“The aim of art is not to represent the outward appearance of things, but their inward significance.”
It was Aristotle who uttered these words. Were it not for the statement’s simple poignancy, we may be misguided in our attempts to glean deeper meaning from the universal truths proffered by the great philosopher.
Should you inquire of me that which I fear, I would be so inclined as to respond holistically–nevermore clinging to my veiled attempts to shroud my character.
“Death!” I would cry.
It is the abyss which chills me, as it did my fathers and their fathers before them.

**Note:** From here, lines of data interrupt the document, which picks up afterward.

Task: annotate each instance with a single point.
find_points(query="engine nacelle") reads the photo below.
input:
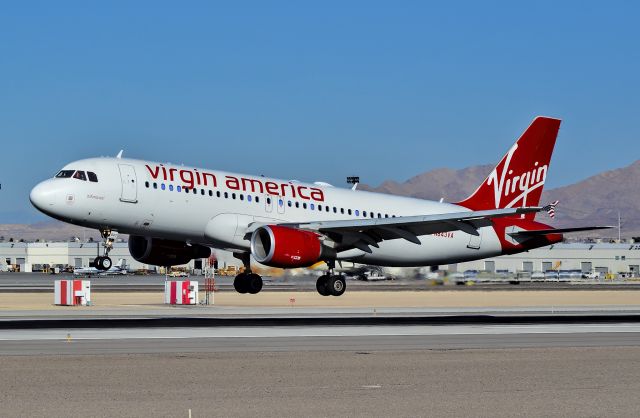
(280, 246)
(162, 252)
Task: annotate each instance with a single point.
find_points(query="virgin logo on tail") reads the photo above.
(505, 184)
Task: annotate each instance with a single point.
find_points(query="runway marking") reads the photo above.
(316, 331)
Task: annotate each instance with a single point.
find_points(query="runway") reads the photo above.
(361, 371)
(442, 354)
(319, 338)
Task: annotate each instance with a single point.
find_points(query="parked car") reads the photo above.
(551, 276)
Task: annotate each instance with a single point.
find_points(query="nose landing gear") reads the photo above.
(108, 238)
(331, 284)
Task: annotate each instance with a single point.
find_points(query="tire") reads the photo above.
(240, 283)
(321, 285)
(336, 285)
(106, 263)
(97, 263)
(253, 283)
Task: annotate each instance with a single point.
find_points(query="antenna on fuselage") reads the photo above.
(353, 180)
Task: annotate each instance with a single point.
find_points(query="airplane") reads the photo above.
(119, 268)
(174, 214)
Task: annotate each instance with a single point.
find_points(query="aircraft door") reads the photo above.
(268, 203)
(280, 204)
(128, 181)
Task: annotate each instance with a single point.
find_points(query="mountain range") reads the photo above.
(593, 201)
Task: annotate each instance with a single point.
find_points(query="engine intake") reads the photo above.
(280, 246)
(162, 252)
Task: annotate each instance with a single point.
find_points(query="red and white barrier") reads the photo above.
(72, 292)
(181, 292)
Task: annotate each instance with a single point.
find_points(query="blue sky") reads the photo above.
(313, 90)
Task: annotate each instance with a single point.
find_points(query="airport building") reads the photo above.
(603, 258)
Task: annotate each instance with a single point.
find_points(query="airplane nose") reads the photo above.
(43, 196)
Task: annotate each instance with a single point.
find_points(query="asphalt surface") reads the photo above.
(40, 282)
(406, 371)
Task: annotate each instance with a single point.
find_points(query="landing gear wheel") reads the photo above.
(321, 285)
(240, 283)
(253, 283)
(106, 263)
(336, 285)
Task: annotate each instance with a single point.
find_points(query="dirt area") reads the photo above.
(444, 299)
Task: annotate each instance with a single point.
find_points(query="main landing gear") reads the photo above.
(247, 281)
(331, 284)
(108, 237)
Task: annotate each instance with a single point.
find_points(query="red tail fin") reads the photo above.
(519, 177)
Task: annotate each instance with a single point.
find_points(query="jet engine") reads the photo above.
(162, 252)
(280, 246)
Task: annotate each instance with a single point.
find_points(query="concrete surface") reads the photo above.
(540, 382)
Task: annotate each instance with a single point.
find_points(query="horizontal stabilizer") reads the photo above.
(540, 232)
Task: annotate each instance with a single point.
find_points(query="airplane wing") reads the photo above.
(529, 234)
(362, 233)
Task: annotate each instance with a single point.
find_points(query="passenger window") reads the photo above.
(64, 174)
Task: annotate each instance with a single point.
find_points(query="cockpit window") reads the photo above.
(65, 174)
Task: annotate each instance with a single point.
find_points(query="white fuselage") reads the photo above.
(142, 198)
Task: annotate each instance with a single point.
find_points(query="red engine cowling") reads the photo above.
(280, 246)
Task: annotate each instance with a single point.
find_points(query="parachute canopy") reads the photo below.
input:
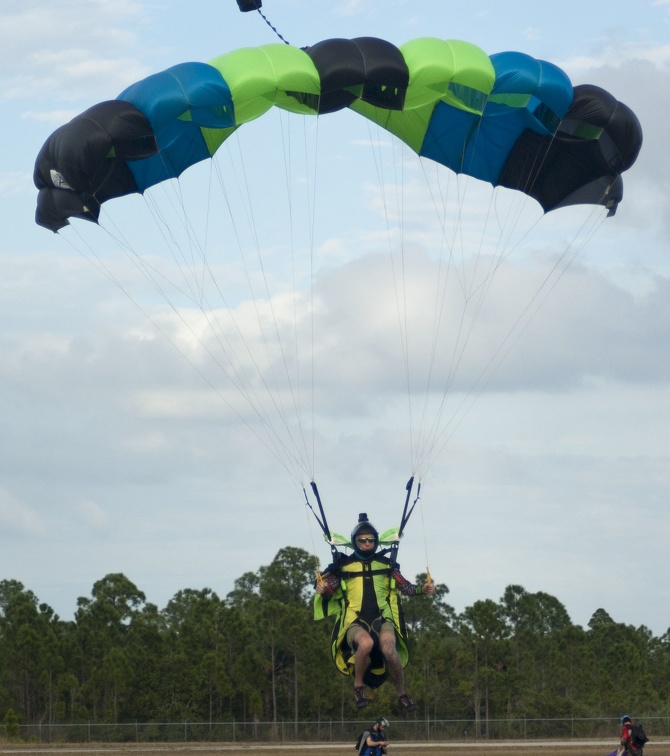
(507, 119)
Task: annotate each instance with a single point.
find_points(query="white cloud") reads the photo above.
(19, 519)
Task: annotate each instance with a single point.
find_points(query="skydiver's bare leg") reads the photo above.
(363, 643)
(388, 648)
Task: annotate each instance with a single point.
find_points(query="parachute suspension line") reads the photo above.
(298, 394)
(404, 519)
(399, 279)
(93, 259)
(230, 370)
(275, 396)
(283, 445)
(311, 220)
(264, 17)
(551, 280)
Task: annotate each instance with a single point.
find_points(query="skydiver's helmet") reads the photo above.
(364, 526)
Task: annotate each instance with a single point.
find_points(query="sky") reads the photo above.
(116, 455)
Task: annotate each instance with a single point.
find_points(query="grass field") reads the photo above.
(497, 748)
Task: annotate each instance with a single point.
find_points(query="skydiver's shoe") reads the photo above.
(406, 703)
(360, 698)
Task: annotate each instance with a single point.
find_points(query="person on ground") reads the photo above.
(628, 745)
(370, 632)
(376, 742)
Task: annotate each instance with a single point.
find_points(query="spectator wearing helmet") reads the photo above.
(369, 634)
(376, 743)
(628, 745)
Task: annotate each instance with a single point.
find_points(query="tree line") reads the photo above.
(257, 655)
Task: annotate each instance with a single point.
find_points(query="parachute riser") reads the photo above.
(321, 517)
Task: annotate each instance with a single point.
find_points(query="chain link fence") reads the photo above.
(343, 731)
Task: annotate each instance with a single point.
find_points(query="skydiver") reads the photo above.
(370, 631)
(376, 744)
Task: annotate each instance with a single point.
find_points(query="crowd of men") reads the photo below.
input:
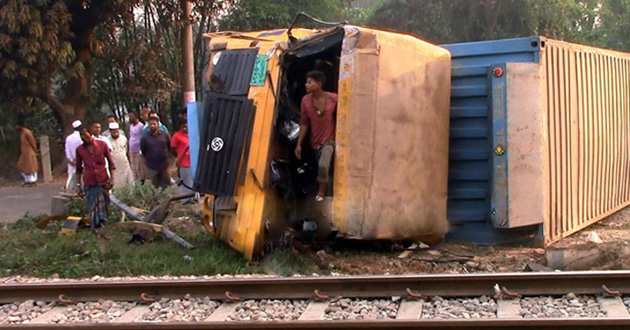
(99, 161)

Truly, I tell you, the mouth of Hell is ringed with the bleakest nonexistence and it yawns henceforth before me.
I search, as do my fellow men, for a worldly mistress to assuage these perennial terrors. Be it physical or metaphysical, I yearn for the respite of youthful bliss.
Mr. Maloney’s seminal work, A Beautiful Laugh, envelops these desires in a manner so succinct and nuanced that I marvel to think of what he transitions into the autumnal days of his already remarkable career.
A Beautiful Laugh has been dismissed by some as a farce, yet I believe this dismissal to be the mark of an ignorant generation. Those who are quick to write off Mr. Maloney’s work as cheap parody are, without failure, those who are incapable of turning a discerning eye towards the human condition addressed in the film.
Mr. Maloney’s creation is a simultaneous amalgamation of whim, tragedy and the often bleak assurance that a byproduct of mirth as small as the titular laugh can stand as resolute evidence that we are very much alive in this gilded world.